Police next found in the rear section of that shed that the roof had been removed to allow for natural sunlight to enter and cannabis sativa plants in good condition growing in single pots, together with a quantity of recently cut cannabis stems placed in pots, apparently to propagate.
Police inspected a bus parked in a yard where they noticed a strong smell of cannabis. They located some cannabis plants in the driver's compartment, three cooking pots on a stove, a large quantity of dried cannabis and a plastic container of cannabis in a microwave. When police searched Mr Burgoyne's home they found a sealed-off room in the loft with a quantity of cannabis plants growing in pots under two lights; some dried cannabis in the main bedroom; in the kitchen a number of containers of dried cannabis inside freezers, 18 clip-sealed bags of dried cannabis in a steel pot in the fridge, a large quantity of dried cannabis on top of the fridge in a mixing bowl, another 31 containers of cannabis seed, nine containers of growth supplements and in the lounge room a water pipe and a cone. In all, 209 plants were found. The dried cannabis weighed 1,984 grams or just under two kilos.
Mr Burgoyne agreed to be interviewed on 7 September and made admissions to growing the cannabis for his personal use for relief of his sore back. Police found no indication that Mr Burgoyne was selling his cannabis but were understandably concerned about the large quantity found which would seem to be much more than for reasonable personal use.
The prosecutor at sentence contended that a term of imprisonment of 12 to 18 months was appropriate and that it could be fully suspended, although this would be a sentence at the very lowest end of the range.
Mr Burgoyne has some criminal history for like offences. In 1981, he was convicted of cultivating indian hemp and sentenced to six months imprisonment which, on appeal, was reduced to a $300 good behaviour bond for three years and a $500 fine. He also had some old and minor convictions for property offences and a conviction for assault in 1988. In 1992, he was sentenced to nine months imprisonment for cultivating marijuana.
Mr Burgoyne's barrister at sentence agreed with the Crown's submission as to penalty.

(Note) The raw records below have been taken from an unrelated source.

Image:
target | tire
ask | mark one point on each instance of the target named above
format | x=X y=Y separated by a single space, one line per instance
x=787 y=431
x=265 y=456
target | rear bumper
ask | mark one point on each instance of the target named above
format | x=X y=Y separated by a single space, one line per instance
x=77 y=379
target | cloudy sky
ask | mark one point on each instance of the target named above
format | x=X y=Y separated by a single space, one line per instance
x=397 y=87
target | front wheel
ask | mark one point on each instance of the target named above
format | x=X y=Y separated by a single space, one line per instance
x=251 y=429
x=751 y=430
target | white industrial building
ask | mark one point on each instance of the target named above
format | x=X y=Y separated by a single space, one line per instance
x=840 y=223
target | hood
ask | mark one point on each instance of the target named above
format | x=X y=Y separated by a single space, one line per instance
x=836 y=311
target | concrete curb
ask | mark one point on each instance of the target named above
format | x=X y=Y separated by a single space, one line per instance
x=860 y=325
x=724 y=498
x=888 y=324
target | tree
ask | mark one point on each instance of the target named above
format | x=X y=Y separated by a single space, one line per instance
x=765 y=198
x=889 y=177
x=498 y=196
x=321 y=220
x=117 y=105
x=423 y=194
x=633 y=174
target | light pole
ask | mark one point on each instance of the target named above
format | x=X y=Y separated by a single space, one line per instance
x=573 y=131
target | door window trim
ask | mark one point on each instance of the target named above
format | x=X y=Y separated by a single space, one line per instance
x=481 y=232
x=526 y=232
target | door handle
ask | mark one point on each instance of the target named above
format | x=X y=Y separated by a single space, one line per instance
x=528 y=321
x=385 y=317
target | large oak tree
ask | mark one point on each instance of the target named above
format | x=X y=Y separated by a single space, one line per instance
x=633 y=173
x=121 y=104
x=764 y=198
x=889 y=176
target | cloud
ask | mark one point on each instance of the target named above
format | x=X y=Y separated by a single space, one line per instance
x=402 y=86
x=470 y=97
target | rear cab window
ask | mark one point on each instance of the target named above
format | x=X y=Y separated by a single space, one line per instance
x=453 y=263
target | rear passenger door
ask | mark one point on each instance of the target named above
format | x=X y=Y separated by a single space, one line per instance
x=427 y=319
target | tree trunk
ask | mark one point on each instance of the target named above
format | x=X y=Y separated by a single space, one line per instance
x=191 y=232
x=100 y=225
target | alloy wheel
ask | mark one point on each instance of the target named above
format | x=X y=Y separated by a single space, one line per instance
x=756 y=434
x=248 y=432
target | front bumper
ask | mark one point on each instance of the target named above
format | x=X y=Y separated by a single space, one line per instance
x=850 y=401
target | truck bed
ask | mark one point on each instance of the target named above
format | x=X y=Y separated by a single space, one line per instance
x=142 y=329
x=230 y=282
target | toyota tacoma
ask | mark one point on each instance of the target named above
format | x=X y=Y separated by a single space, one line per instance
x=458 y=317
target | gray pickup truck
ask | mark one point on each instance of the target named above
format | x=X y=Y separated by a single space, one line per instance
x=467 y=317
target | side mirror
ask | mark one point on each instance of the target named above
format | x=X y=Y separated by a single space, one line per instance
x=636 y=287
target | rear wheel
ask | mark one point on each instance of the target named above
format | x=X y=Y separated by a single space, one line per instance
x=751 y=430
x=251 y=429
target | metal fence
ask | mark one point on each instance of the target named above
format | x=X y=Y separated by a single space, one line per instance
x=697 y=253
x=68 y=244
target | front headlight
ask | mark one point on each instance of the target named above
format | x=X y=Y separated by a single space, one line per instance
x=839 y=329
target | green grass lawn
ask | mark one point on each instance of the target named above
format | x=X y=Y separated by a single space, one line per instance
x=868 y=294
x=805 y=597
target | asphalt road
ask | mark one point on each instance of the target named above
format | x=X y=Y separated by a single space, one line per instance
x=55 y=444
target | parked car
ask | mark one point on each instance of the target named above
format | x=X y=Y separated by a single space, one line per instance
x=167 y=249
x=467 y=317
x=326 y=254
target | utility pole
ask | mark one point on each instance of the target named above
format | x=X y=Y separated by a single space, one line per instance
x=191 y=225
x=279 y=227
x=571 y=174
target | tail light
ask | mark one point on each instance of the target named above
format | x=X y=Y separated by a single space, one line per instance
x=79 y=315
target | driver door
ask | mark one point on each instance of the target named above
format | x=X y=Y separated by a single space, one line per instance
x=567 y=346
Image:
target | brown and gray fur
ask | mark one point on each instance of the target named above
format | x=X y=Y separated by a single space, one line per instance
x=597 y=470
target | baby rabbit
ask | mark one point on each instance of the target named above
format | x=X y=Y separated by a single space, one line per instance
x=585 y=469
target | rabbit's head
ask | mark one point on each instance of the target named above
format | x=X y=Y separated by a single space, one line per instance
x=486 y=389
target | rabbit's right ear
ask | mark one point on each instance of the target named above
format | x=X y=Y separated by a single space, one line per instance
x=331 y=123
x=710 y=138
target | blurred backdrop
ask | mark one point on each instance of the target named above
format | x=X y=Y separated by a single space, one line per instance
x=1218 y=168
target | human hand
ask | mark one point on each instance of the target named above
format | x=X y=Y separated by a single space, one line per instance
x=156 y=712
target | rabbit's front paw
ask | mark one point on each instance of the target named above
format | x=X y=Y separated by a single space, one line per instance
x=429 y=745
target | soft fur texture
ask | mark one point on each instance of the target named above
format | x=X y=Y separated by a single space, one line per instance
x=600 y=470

He emphasised that Mr Burgoyne had pleaded guilty at an early stage by ex officio indictment and made full admissions to police, that the cannabis was grown for personal consumption because of a degenerative back condition and there was no evidence of commerciality.
Mr Burgoyne was 48 at sentence. He had a good work history until five years ago when he became unable to work due to a back injury and depression. He has no confidence in modern medicine and modern prescription drugs and ate cannabis seeds because they were high in healthy omega fats.
Bearing in mind the amount of prohibited drugs in Mr Burgoyne's possession, his maturity and his previous criminal history, the sentence imposed was by no means manifestly excessive, even after taking into account his very significant co-operation with the administration of justice and other mitigating factors. See, for example, R v. McKay; CA No 574 of 1996, 17 April 1997.
I would refuse the application for leave to appeal against sentence.
I propose the following orders: the application for an extension of time should be struck out, the application to adduce further evidence should be refused, the appeal against conviction should be dismissed and the application for leave to appeal against sentence should be refused.
MACKENZIE J: I agree.
CHESTERMAN J: I agree.
THE PRESIDENT: Those are the orders of the Court.